By this time, her sneering ugly-beautiful face is right up in mine. Any closer and we’d be kissing. I have no defense, physically or verbally. She’s only saying things I’ve already said to myself.
The only thing that saves me is the bang of the girl’s bathroom door hitting the wall.
I’ve never been happy to see cheerleaders in my life, but when a herd of them barrel into the bathroom, Lorna backs away from me, moves over to a mirror, and pretends like she’s fixing her hair. I take the opportunity to slide against the wall past the cheerleaders.
One of them, Megan, who’s always been nice to me, catches my attention before I creep out. “Minnie, you OK?” I didn’t even know she knew my name.
“Yes.” I sniffle, not looking at her. As I exit, I hear a swell of noise. Loud yelling. Something like “D’Innocenzio, you bitch” or something like that. I’ll forever be grateful to Megan for defending me like that.

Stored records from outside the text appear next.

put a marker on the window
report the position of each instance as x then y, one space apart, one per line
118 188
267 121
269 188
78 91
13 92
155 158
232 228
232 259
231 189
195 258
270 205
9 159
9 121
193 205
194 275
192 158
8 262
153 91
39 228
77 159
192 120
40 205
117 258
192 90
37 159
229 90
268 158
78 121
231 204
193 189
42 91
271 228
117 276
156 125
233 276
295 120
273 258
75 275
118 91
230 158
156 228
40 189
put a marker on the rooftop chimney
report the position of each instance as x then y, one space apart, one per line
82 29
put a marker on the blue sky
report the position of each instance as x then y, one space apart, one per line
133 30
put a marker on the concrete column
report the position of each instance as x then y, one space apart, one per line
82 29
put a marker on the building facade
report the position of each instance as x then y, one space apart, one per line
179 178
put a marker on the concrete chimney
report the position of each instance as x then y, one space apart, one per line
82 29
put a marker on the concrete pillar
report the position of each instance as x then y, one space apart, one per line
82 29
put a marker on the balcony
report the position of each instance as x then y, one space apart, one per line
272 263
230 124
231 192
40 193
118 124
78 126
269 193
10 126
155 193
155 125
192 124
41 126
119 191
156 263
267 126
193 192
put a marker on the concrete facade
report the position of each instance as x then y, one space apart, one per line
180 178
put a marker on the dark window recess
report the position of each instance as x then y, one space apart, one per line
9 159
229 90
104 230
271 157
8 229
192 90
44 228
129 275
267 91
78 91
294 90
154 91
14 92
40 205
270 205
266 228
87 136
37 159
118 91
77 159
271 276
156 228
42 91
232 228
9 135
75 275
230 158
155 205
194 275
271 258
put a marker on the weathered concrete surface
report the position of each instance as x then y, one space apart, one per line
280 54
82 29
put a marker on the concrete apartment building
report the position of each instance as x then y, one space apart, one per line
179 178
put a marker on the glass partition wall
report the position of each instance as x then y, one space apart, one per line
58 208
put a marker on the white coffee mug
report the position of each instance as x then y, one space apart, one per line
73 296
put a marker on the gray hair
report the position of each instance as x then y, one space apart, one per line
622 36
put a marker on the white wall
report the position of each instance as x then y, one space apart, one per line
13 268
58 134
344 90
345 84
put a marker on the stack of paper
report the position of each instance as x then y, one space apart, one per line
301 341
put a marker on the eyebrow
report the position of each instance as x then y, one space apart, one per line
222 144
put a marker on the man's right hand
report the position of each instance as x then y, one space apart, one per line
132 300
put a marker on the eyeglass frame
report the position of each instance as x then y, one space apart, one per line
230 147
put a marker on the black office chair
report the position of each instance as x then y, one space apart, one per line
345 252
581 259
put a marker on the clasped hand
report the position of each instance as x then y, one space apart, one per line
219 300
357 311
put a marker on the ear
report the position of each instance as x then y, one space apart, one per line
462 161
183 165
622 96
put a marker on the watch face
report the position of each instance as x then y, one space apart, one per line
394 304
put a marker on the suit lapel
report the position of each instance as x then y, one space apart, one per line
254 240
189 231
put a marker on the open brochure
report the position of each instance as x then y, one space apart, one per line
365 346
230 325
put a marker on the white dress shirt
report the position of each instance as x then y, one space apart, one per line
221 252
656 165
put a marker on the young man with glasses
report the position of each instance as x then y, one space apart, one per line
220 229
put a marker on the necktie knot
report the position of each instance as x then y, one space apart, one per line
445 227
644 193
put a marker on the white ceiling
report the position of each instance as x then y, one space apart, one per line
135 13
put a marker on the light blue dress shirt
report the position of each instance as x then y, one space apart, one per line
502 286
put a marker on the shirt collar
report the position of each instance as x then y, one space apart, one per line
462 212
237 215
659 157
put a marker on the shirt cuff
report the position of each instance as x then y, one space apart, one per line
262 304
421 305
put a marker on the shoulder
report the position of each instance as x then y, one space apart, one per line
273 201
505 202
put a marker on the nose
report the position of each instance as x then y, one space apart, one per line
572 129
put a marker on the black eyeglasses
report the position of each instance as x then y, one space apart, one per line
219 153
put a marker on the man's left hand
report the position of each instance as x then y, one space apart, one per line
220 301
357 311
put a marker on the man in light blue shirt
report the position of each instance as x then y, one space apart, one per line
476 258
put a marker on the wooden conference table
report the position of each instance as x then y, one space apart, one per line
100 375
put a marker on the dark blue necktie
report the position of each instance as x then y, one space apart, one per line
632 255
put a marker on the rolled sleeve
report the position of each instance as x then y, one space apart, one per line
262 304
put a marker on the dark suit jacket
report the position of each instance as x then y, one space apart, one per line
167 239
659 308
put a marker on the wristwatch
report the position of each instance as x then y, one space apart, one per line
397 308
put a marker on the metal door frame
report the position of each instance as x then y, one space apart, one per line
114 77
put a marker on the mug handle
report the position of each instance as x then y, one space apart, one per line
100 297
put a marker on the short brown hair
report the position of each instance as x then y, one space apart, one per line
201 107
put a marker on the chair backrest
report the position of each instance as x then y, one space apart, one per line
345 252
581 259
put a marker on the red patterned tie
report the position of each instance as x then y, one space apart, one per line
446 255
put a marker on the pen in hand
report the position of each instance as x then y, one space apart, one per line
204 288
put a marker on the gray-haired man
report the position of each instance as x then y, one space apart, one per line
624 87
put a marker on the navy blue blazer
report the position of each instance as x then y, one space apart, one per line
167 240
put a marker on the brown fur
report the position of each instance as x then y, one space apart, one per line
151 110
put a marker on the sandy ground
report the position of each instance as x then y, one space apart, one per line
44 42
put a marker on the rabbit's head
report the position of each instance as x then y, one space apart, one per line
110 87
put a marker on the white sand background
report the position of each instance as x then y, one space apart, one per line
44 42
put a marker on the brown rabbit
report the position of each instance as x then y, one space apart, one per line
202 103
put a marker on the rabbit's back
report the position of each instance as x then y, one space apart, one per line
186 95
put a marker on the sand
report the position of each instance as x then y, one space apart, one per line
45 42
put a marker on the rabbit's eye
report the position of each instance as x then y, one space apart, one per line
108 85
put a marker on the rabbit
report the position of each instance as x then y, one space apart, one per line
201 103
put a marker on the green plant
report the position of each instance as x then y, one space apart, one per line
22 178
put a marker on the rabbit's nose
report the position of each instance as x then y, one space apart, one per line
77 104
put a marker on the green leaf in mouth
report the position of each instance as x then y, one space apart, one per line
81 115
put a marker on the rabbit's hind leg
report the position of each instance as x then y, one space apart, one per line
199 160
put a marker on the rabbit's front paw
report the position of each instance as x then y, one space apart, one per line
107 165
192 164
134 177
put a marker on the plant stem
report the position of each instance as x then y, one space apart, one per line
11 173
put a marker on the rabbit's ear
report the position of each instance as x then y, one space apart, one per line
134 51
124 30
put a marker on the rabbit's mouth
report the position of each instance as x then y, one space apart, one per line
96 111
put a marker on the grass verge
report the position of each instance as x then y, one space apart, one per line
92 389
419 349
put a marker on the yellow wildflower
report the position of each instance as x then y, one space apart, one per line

Staring at the floor in the hallway and processing what just happened, a tear falls from my eye and splashes on the linoleum. When I finally look up and down the hall, all I see is Snack, standing at his locker and staring at me intently. The hallway is full of between-class traffic, but it all falls away when I see him. We might as well be the only two people in the school.
He kicks his locker shut when I approach him. Without words, he pulls me into his arms right up against his chest. I guess the not touching in public charade is over. Snack asks me what happened, and I blubber the goings on that just occurred in the bathroom with Lorna and Megan.
Snack tips my head up and fixes me with his Siberian Husky eyes. “Forget her! Never mind anything Lorna said. Nobody knows what’s happening with two people except those two people. She doesn’t know anything about Charlotte and me or you and me for that matter.” I swallow back my tears and nod. We walk with Snack’s arm around me, cupping my hip. Snack just announced, again, to the whole school that we’re a couple.
Snack and I spend every possible moment together. Days at school. Evenings in his downstairs family room or at my house. I suspect my dad
really
might give us trouble about being alone in my room without the door open. I prefer the nights at Snack’s house. Colette and Mr. Snackenberg at the shop. The whole house to ourselves.
I don’t know how I got my dad to agree to let me hang out over at Snack’s unsupervised. Maybe it was because he didn’t want me moping around, thinking about Charlotte and Adam, and the residual guilt that went, sadly, along with being with Snack. Or maybe it’s because I flat out told him Snack and I weren’t having sex and wouldn’t be having sex until we were twenty-three because that’s when we would be well out of college, and we couldn’t fuck up our lives, of course.